Friday

Jul. 31, 1998

For the Life of Him and Her

by Reed Whittemore

FRIDAY 7/31

Today's Reading: "For the Life of Him and Her" by Reed Whittemore from THE PAST, THE PRESENT, THE FUTURE, published by University of Arkansas Press (1990).

It's the feast day of ST. IGNATIUS OF LOYOLA, who in the 1530s founded the Society of Jesus – the Jesuits.

The MELVILLE MARATHON gets underway at noon today in the coastal town of Mystic, Connecticut. It's a 24-hour reading of Herman Melville's Moby Dick on the decks of the old whaling ship, Charles W. Morgan. It's held every year in honor of Melville's birthday, which is tomorrow.
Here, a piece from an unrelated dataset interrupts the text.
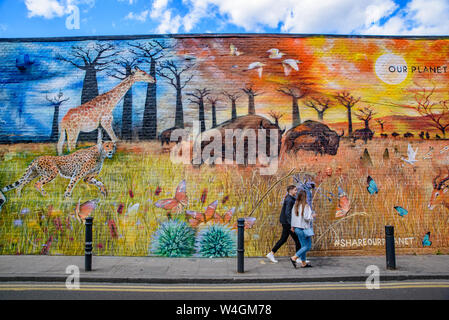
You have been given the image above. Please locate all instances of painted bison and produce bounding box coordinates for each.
[159,127,182,146]
[199,114,284,164]
[280,120,344,157]
[351,128,374,143]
It's the birthday in London, 1929, of writer LYNNE REID BANKS, the author of The Indian in the Cupboard (1980) which recently came out in a film version, and dozens of other books and plays, many of them for young readers. Her first novel came out in 1960, The L-Shaped Room, which began a trilogy about Jane Graham, a young single mother; the others are The Backward Shadow, and Two is Lonely, written in the 1970s.

It's the birthday in Turin, 1919, of the Italian chemist and writer, PRIMO LEVI (PREE-mo LAY-vee) author of If This Is a Man, his first-person account of surviving Auschwitz. During WWII Levi was in the Italian Resistance and was arrested and shipped to Auschwitz, but wasn't killed because he was a chemist. After the war, Levi managed a Turin paint and synthetic resin factory, while writing more memoirs, poems, and novels. His best-known book came out in 1975, called The Periodic Table; 21 essays, discussing each of the elements – Argon through Zinc – which then served as a springboard for Levi's reflections on morality, history, or Auschwitz.
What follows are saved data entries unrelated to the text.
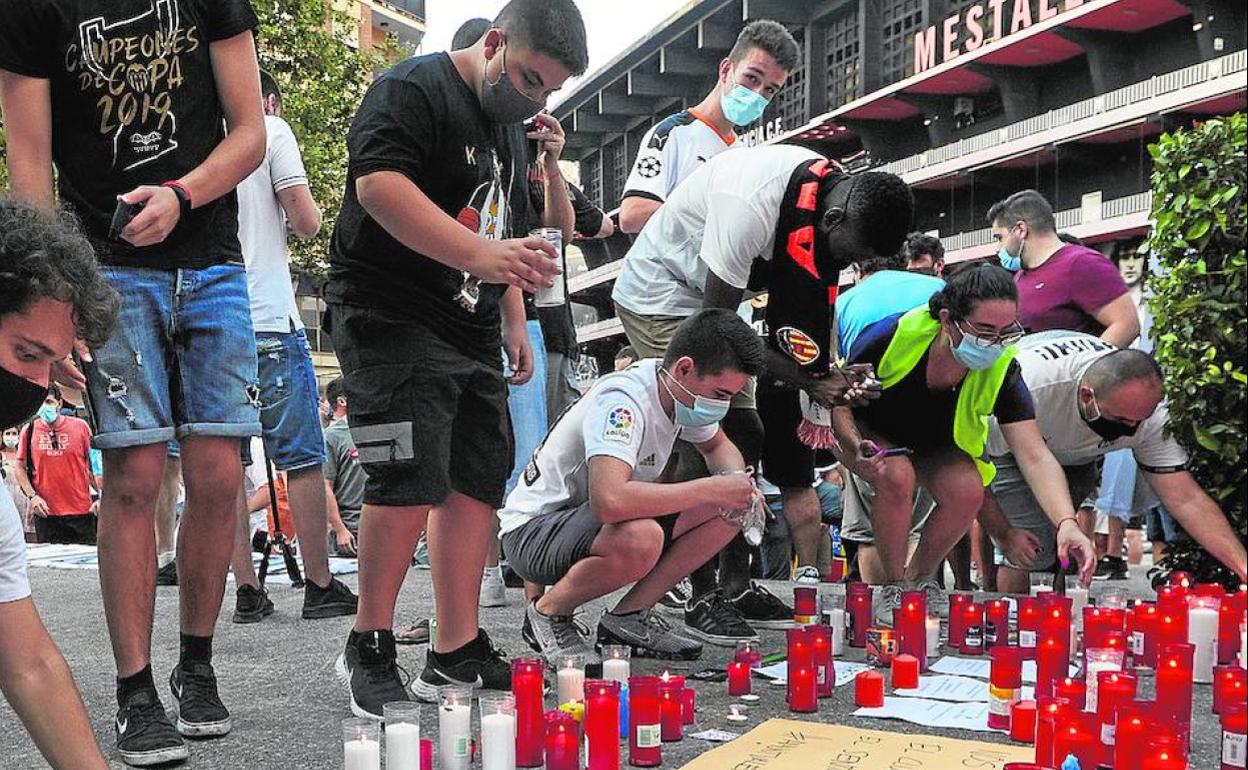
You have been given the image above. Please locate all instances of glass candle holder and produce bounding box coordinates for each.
[1065,575,1089,620]
[727,660,751,697]
[511,658,546,768]
[1030,573,1054,595]
[438,686,474,770]
[383,702,421,770]
[584,679,620,770]
[628,676,662,767]
[1214,665,1248,716]
[926,613,942,660]
[658,678,683,742]
[846,582,873,648]
[1101,587,1130,610]
[734,639,763,669]
[1084,647,1124,714]
[896,590,928,671]
[1222,705,1247,770]
[948,592,973,649]
[1017,596,1040,656]
[480,693,517,770]
[601,645,631,684]
[1156,642,1196,750]
[557,654,587,705]
[985,599,1010,650]
[961,602,985,656]
[1189,594,1222,683]
[1114,703,1150,770]
[1034,695,1071,768]
[793,585,820,624]
[544,710,580,770]
[824,593,847,656]
[1095,671,1137,768]
[343,718,380,770]
[808,624,836,698]
[988,645,1025,731]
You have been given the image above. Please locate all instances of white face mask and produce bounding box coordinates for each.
[3,435,17,450]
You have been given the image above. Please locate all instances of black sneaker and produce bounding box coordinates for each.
[232,584,274,624]
[1094,556,1129,581]
[303,576,359,619]
[156,560,178,587]
[596,608,703,660]
[657,578,692,612]
[412,629,510,703]
[334,635,359,688]
[115,689,188,766]
[729,582,794,629]
[349,630,412,719]
[169,661,231,737]
[683,590,759,646]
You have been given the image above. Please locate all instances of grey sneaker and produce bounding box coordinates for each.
[793,565,822,585]
[913,578,949,618]
[873,583,904,627]
[412,537,430,570]
[522,601,600,665]
[598,608,703,660]
[479,567,507,608]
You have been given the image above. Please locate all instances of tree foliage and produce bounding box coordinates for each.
[253,0,405,278]
[1145,112,1247,587]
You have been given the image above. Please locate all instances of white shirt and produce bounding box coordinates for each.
[622,110,736,205]
[612,144,823,318]
[498,360,718,535]
[0,486,31,604]
[986,331,1187,470]
[237,115,310,333]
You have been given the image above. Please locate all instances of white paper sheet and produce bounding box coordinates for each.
[892,675,1035,703]
[754,659,871,686]
[689,729,740,743]
[853,696,1004,733]
[930,655,1076,684]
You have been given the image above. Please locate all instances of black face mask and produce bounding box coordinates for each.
[480,44,543,125]
[1081,390,1140,442]
[0,364,46,431]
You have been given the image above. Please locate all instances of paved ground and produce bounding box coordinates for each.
[0,563,1221,769]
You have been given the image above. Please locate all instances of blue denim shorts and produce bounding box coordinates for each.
[253,329,326,472]
[84,264,262,449]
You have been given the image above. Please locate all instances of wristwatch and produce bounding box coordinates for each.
[161,180,193,222]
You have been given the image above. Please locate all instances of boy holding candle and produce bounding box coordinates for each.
[499,310,764,663]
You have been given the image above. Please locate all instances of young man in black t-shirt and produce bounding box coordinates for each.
[327,0,587,717]
[0,1,266,765]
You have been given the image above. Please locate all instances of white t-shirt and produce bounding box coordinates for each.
[237,114,310,333]
[622,110,736,206]
[498,360,718,535]
[612,144,824,318]
[0,486,31,604]
[986,331,1188,470]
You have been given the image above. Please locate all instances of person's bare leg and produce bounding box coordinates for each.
[1151,540,1166,565]
[485,518,501,569]
[856,543,889,584]
[354,503,429,632]
[154,456,180,562]
[1126,528,1144,565]
[286,466,332,587]
[977,522,999,592]
[230,485,259,590]
[524,582,545,603]
[908,453,983,583]
[1106,516,1125,563]
[866,457,919,584]
[996,565,1032,594]
[780,486,822,569]
[98,443,166,676]
[947,532,974,590]
[538,520,666,615]
[815,524,832,576]
[614,505,739,614]
[178,436,247,637]
[427,492,493,653]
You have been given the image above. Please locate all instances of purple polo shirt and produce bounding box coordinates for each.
[1015,244,1128,335]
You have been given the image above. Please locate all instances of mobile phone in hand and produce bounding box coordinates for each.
[876,446,914,458]
[109,198,144,241]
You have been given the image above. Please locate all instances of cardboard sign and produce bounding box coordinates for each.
[677,718,1031,770]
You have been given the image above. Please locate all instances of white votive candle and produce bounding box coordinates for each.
[602,645,631,683]
[557,656,586,704]
[480,693,516,770]
[438,688,473,770]
[926,614,941,659]
[343,718,380,770]
[384,722,419,770]
[1189,599,1220,683]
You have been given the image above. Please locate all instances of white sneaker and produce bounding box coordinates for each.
[479,567,507,608]
[793,565,822,585]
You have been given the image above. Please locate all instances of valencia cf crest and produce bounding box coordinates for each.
[775,327,821,365]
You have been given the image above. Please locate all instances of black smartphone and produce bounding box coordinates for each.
[524,117,542,163]
[108,198,144,241]
[877,447,914,458]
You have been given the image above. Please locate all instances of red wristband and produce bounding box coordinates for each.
[161,180,193,219]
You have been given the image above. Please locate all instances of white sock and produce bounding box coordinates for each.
[157,551,175,568]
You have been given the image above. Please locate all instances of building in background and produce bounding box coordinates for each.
[552,0,1246,376]
[337,0,426,53]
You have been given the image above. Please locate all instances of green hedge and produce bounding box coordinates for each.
[1146,112,1247,586]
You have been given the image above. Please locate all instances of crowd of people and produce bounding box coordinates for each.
[0,1,1244,768]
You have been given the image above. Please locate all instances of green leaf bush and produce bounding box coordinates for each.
[1146,112,1247,586]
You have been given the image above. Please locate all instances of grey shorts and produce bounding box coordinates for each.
[839,471,934,545]
[502,502,677,587]
[990,453,1098,571]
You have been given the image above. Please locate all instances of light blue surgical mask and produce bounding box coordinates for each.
[37,404,59,424]
[998,225,1024,272]
[950,330,1006,371]
[720,84,769,127]
[661,367,730,428]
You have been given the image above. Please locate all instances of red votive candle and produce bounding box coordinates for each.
[892,654,920,690]
[1034,696,1071,767]
[962,602,986,656]
[658,678,682,742]
[1134,602,1160,668]
[1221,588,1248,665]
[512,657,546,767]
[1052,711,1099,770]
[420,739,433,770]
[1215,665,1248,715]
[793,586,819,624]
[1223,705,1247,770]
[989,645,1025,731]
[855,670,885,707]
[1010,699,1037,743]
[1142,747,1190,770]
[584,679,620,770]
[1017,596,1040,658]
[680,686,695,726]
[1115,703,1151,770]
[544,710,581,770]
[985,599,1010,649]
[1035,635,1069,700]
[627,676,661,767]
[847,582,873,648]
[726,661,751,697]
[949,592,973,650]
[1169,571,1193,590]
[787,627,817,713]
[809,624,836,698]
[1156,642,1195,751]
[896,590,929,672]
[1096,670,1137,767]
[1054,677,1086,712]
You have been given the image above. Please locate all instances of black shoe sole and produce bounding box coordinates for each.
[302,600,359,620]
[118,744,190,767]
[232,601,275,624]
[176,715,232,738]
[738,617,796,630]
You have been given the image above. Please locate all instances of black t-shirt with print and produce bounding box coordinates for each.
[848,313,1035,453]
[0,0,257,268]
[326,52,533,363]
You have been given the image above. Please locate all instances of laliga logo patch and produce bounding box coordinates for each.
[603,406,635,443]
[775,327,820,365]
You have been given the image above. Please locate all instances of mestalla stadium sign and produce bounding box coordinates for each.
[914,0,1085,74]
It's the birthday of SEBASTIAN SPERING KRESGE, who founded KRESGE'S discount and variety stores – born this day in Bald Mount, Pennsylvania, 1867. He was a traveling salesman before he opened up a couple of stores in Memphis and Detroit in the 1890s, where everything sold for under a dime. He said, "Hard work and the Bible can bring any youngster to that glorious sunset of success."
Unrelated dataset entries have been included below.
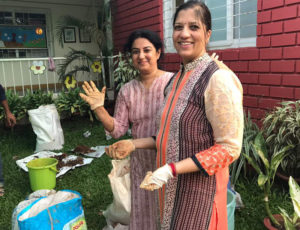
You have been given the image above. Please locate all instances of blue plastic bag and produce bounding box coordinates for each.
[17,190,87,230]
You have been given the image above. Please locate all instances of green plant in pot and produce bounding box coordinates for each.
[277,177,300,230]
[244,132,294,228]
[263,101,300,180]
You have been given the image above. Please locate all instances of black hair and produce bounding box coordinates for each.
[123,29,164,62]
[173,0,211,32]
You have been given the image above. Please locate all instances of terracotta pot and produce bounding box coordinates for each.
[263,214,284,230]
[276,171,300,183]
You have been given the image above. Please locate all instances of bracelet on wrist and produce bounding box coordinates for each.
[169,162,177,177]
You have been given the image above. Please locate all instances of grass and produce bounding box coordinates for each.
[0,117,117,230]
[0,117,293,230]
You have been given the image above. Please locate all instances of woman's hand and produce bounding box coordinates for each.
[140,164,173,191]
[105,139,136,159]
[79,81,106,110]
It was on this day in 1703 that the English writer DANIEL DEFOE was made to stand in pillory for writing a satirical, anti-church and anti-government pamphlet called "The Shortest Way with the Dissenters." He served another 15 months in prison, and when he got out his business had crumbled, so he turned to writing, turning out Robinson Crusoe in 1719, and Moll Flanders three years later.